I believe I have an alternative for a portion of your portfolio, one which you can consider as a replacement for precious metals or simply an addition, which I will discuss in detail in my upcoming SPECIAL REPORT. So, be looking for my latest SPECIAL REPORT in the next few weeks.

U.S. Credit Card Debt Jumps 18.5% To Record $930.6 Billion

Americans’ total credit card debt reached a record $930.6 billion in the fourth quarter, up 18.5% from a year earlier, according to research and consulting firm TransUnion.

Inflation is driving people to put everyday expenses on their credit cards or to turn to subprime and personal loans, says Michele Raneri, vice president of TransUnion which tracks these trends.

“Whether it’s shopping for a new car or buying eggs in the grocery store, consumers continue to be impacted in ways big and small by both high inflation and the interest rate hikes by the Federal Reserve,” Raneri says.

Until inflation subsides to more historic norms, “We fully expect consumers to continue to look to credit products such as credit cards, HELOCs (home equity lines of credit) and unsecured personal loans to help make ends meet.”

Americans carry an average balance of $5,805 on their credit cards, most of which charge interest of nearly 20%.

Generation Z, those born between 1981 and 1996, has been hitting the plastic the most, with the number of credit cards they hold rising 19% in the past year and their balances ballooning 64%, according to TransUnion.

Overall, 2.26% of credit card holders were delinquent on payments in the fourth quarter of 2022, up from 1.48% a year earlier.

TransUnion cautions: “The increases in delinquencies is something to watch. If unemployment goes up, and we see a spike in delinquencies, then that indicates a longer-term problem.”

Americans opened up 202 million new credit accounts in the fourth quarter of 2022, bringing the total number of credit cards held by the 332 million people living in the United States to 518.4 million.

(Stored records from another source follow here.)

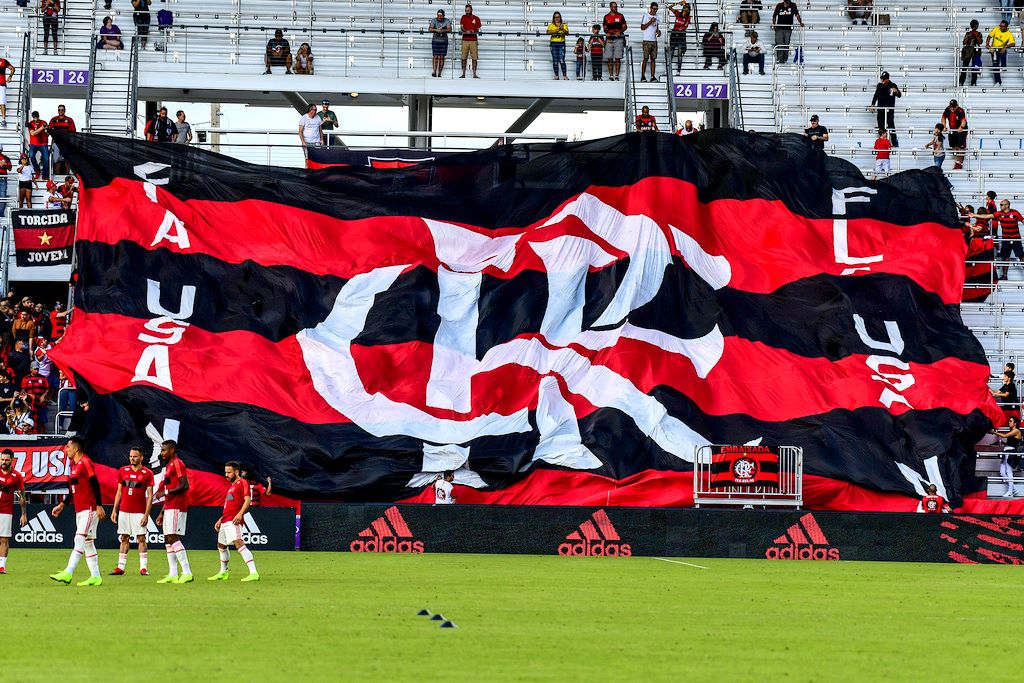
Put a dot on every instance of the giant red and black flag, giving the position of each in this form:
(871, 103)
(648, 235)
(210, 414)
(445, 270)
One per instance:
(555, 323)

Bankrate estimates that, at a 20% interest rate, a person paying just the minimum on a $5,805 credit card balance and not making any additional purchases would pay an additional $8,213 in interest over 17 years before bringing their balance down to zero.

Major Banks Make Huge Profits Off Rising Credit Card Debt

While it should come as no surprise to anyone reading this, major Wall Street banks are making billions from the Federal Reserve’s efforts to fight inflation, while American consumers are loading up on debt and falling behind to pay for necessities.

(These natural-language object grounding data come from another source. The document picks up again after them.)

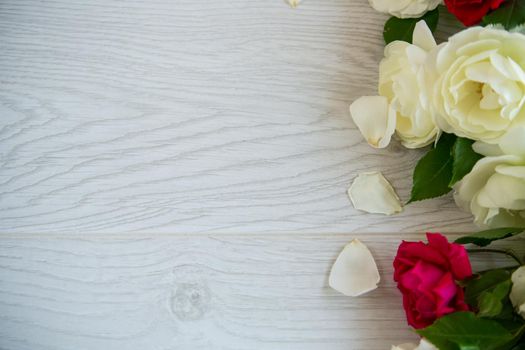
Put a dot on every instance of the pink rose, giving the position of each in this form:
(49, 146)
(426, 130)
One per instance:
(426, 275)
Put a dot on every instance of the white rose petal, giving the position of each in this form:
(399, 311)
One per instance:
(423, 345)
(494, 190)
(355, 271)
(375, 119)
(404, 105)
(405, 8)
(517, 293)
(372, 193)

Bank of America, Citigroup, JP Morgan and Wells Fargo reported stellar earnings last quarter due in large part to the Federal Reserve’s interest rate hikes and ballooning credit card debt.

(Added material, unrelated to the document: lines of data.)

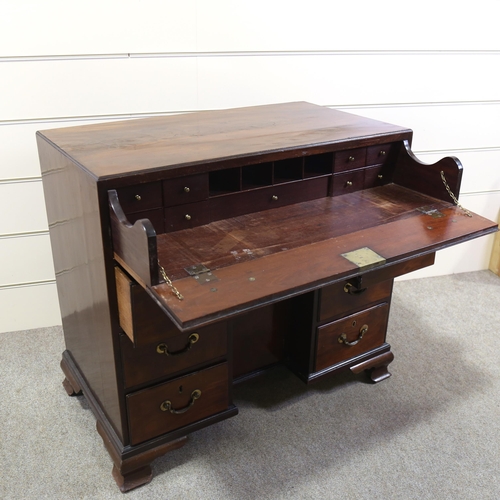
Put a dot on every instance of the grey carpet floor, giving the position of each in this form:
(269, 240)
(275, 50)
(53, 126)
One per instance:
(431, 431)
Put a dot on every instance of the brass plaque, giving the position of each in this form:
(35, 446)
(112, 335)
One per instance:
(364, 257)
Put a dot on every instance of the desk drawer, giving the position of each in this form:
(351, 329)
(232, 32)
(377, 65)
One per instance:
(279, 195)
(140, 197)
(151, 362)
(379, 154)
(192, 398)
(348, 182)
(349, 159)
(335, 300)
(343, 339)
(186, 216)
(185, 189)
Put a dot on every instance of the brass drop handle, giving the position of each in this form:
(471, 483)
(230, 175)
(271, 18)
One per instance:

Combined, the Wall Street titans’ net interest income – a financial metric that measures the difference between what they paid on deposits and what they earned through loan interest – topped $61 billion for the quarter.


This means banks are extracting huge amounts from credit card interest while paying the bare minimum to those with savings accounts. Last quarter’s results amount to a 36% increase from the previous year.

Rate Increase

Banks typically tie their credit cards’ interest rate to actions by the Federal Reserve. The Fed’s rate hikes over the last year have pushed the average credit card interest rate to over 23%, a 30% increase compared to pre-pandemic levels. This helped many of America’s largest banks blow past their own internal profitability goals last year.

In a competitive market, consumers should be seeing some benefit from the Fed’s actions in the form of higher returns on deposits in checking and savings accounts.

But so far consolidation in the banking industry has kept any benefits in check. Just six financial conglomerates control half of the US banking system. No wonder we’re not seeing the benefits we should be! I’ll have more to say about this in the near future.